Among the available scripts of India, the Indus scripts are considered to be the earliest one and were 4500 years old. A report released by the TNAD has stated that these graffiti marks are the one evolved from Indus script and served as a precursor for the emergence of Brahmi script. Around 1000 such signs are found.   

It also indicates that the Sangam era began much earlier than what was once thought and people in the Sangam period were literate as early as the 6th Century BCE. The finding was based on around 50 potsherds discovered which had names of people written in Tamil-Brahmi script. 

The report suggests that among 70 samples of skeletal fragments of faunal remains which were collected from the site, species such as cow and ox, buffalo, sheep, goat, Nilgai, blackbuck, wild boar and peacock were identified. While some animals were used for agriculture purposes, some were consumed. 

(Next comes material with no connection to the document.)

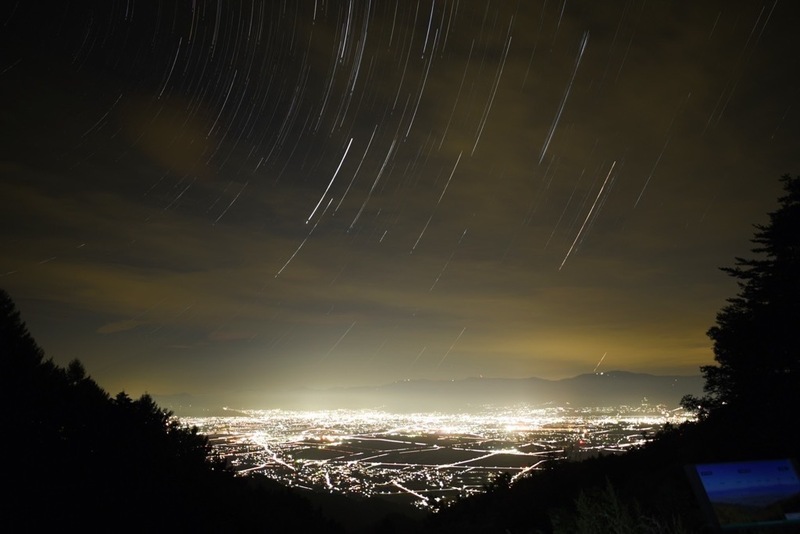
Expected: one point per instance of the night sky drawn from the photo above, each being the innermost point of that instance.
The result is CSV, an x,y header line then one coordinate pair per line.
x,y
234,198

Genetic studies on Indus valley people at Rakhigarhi:

  • A recent DNA test of a woman who died 4500 years back at Rakhigarhi showed that she did not possess the R1a1 gene—the ‘Aryan gene’ of the Bronze Age people.
  • This finding argues that the IVC people had an independent origin. 
  • The researchers contend that the theory of the Harappans having Steppe pastoral or ancient Iranian farmer ancestry thus stands refuted. 
  • The researchers found an absence of Anatolian-related ancestry which is the hallmark of the spread of farming to the west.
  • However, the Iranian-related ancestry they detected in South Asians comes from a lineage that separated from ancient Iranian farmers and hunter-gatherers before those groups split from each other.
  • The researchers suggest that as the Harappans traded with Mesopotamia, Egypt, the Persian Gulf and almost all across South Asia, there was bound to be movement of people resulting in a mixed genetic history.
  • Thus India had a heterogeneous population right from the beginning of settled life.
  • Hence it was concluded that farming in South Asia was not due to the movement of people from the farming cultures of the west and that local foragers adopted it.
  • The discovery cast doubts on the colonial Aryan Migration Theory (AMT), which states that India was invaded by Aryans, a fair blue-eyed nomadic tribe from Europe in 1,500 BC who drove out the dark, snub-nosed Dravidians to South India. 
  • The chronology of Indian languages also disproves AIT post the excavations in Haryana.
  • Tamil, a proto-Dravidian language which originated during 2,500 BC, is considered the world’s oldest discovered language. 
  • The genetic map of the Lady of Rakhigarhi shows that the original inhabitants of Harappa could have been Dravidians with more South Indian traits than today’s North Indians.

It is difficult to believe that a nomadic, pastoral tribe like the Aryans could develop a sophisticated language like Sanskrit, while no written language has been discovered as used by people of the urbanised IVC. Hence AIT is believed to be a Colonial Distortion.